Message 4 of 18 (516188)
07-23-2009 9:28 PM
Reply to: Message 1 by AndrewPD
07-23-2009 11:52 AM


Howdy
what prevents genetic mutations from been instantly diluted when occuring in a single representative of a species?
Nothing… nothing at all. The mutation is instantly diluted. If it's dreadfully deleterious it won't go far. If it's basically neutral it will spread or fail on the coattails of the organism's offspring. If it's exceptionally beneficial it will spread far and wide relative to its effect. Neutral if the likely case. Then half the kids will get it; the other half won't. A quarter of the grandkids, and an eighth of he great-grandkids. Somewhere along the line the greatn-grandkids will mate with each other. Then we get to see how it acts in pairs. Same rules as before but surer.

Does the same genetic mutation occur several times across the board in a species. Or does the one gene carrier have to reproduce numerous times?
Nope… just the once. The mutation is a completely random event.

And how does the mutated gene survive the reproduction process if the mutation provides an incompatible feature?
For the most part this is a misconception of how organisms evolve. Mutations don't produce whole parts except possibly on the smallest scale: someone other than I would have to address that. Arms, hands and finger were gradually modified from fins. One can look at the structure of the bony fishes and see the similarities. Fins were modifications of nubbins on the sides of worm like creatures.

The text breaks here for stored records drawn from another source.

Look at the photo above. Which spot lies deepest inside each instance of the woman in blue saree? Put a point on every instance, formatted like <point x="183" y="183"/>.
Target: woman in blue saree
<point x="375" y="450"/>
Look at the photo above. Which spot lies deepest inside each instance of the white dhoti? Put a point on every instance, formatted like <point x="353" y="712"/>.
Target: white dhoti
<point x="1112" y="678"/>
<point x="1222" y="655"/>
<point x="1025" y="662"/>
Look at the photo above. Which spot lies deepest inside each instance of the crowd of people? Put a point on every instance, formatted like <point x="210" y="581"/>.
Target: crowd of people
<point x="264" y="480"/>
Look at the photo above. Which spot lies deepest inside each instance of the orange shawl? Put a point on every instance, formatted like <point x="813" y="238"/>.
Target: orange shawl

There are groups of genes that cause other groups of genes to turn on and off. Look at Millipedes. If their gene for body segments clicked on a few extra times do you think they'd notice?

For instance if I developed the ability to withstand malaria but only had one child and that child only had a couple of offspring when does the feature become a predominant one across a whole species?
If all cows have have hooves than that feature was some how shared widely to create a new species with millions of members that all reproduce compatibly.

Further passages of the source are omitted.